Intuitive Machines' Athena lander closing in on lunar touchdown site
WASHINGTON, March 6 (Reuters) - Intuitive Machines (LUNR.O), opens new tab sent final commands to its uncrewed Athena spacecraft on Thursday as it closed in on a landing spot near the moon's south pole, the company's second attempt to score a clean touchdown after making a lopsided landing last year.
After launching atop a SpaceX rocket on Feb. 26 from Florida, the six-legged Athena lander has flown a winding path to the moon some 238,000 miles (383,000 km) away from Earth, where it will attempt to land closer to the lunar south pole than any other spacecraft.
The landing is scheduled for 12:32 pm ET (1732 GMT). It will target Mons Mouton, a flat-topped mountain some 100 miles (160 km) from the lunar south pole.
Five nations have made successful soft landings in the past - the then-Soviet Union, the U.S., China, India and, last year, Japan. The U.S. and China are both rushing to put their astronauts on the moon later this decade, each courting allies and giving their private sectors a key role in spacecraft development.
India's first uncrewed moon landing, Chandrayaan-3 in 2023, touched down near the lunar south pole. The region is eyed by major space powers for its potential for resource extraction once humans return to the surface - subsurface water ice could theoretically be converted into rocket fuel.

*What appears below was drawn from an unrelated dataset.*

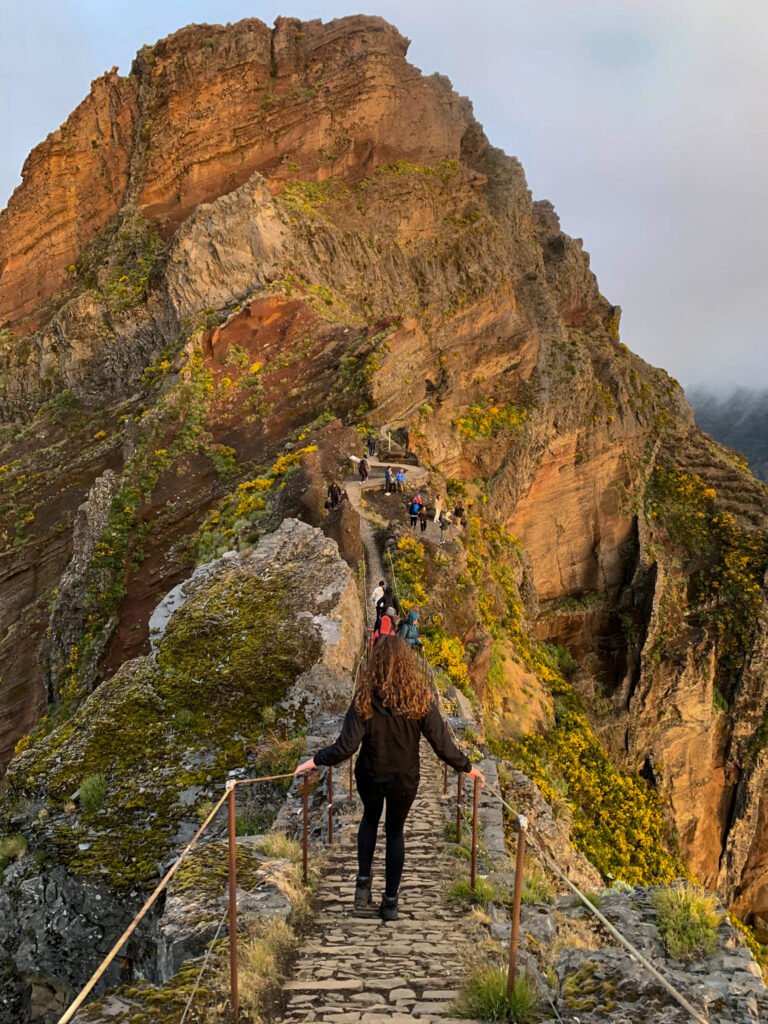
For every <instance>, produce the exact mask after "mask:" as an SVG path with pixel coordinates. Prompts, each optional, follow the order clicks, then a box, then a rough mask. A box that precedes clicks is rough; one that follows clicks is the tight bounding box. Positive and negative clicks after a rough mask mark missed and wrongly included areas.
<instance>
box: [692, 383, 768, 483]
mask: <svg viewBox="0 0 768 1024" xmlns="http://www.w3.org/2000/svg"><path fill="white" fill-rule="evenodd" d="M687 397H688V400H689V401H690V403H691V406H692V407H693V412H694V413H695V416H696V423H697V424H698V425H699V427H700V428H701V429H702V430H706V431H707V433H708V434H711V435H712V436H713V437H714V438H715V440H717V441H720V442H721V443H722V444H727V445H728V446H729V447H732V449H735V450H736V451H737V452H740V453H741V454H742V455H743V456H744V457H745V458H746V460H748V461H749V463H750V468H751V469H752V471H753V473H754V474H755V475H756V476H757V477H759V478H760V479H761V480H766V481H768V389H764V390H761V391H758V390H754V389H752V388H745V387H739V388H736V389H735V390H734V391H732V392H731V393H730V394H728V395H717V394H714V393H713V392H712V391H708V390H707V389H705V388H694V389H692V390H691V391H689V392H688V395H687Z"/></svg>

The Houston-based company's first moon landing attempt almost exactly a year ago, using its Odysseus lander, marked the most successful touchdown attempt at the time by a private company.
But its hard touchdown - due to a faulty laser altimeter used to judge its distance from the ground - broke a lander leg and caused the craft to topple over, dooming many of its onboard experiments.
Austin-based Firefly Aerospace this month celebrated a clean touchdown of its Blue Ghost lander, making the most successful soft landing by a private company to date.
Intuitive Machines, Firefly, Astrobotic Technology and a handful of other companies are building lunar spacecraft under NASA's Commercial Lunar Payload Services program, an effort to seed development of low-budget spacecraft that can scour the moon's surface before the U.S. sends astronauts there around 2027.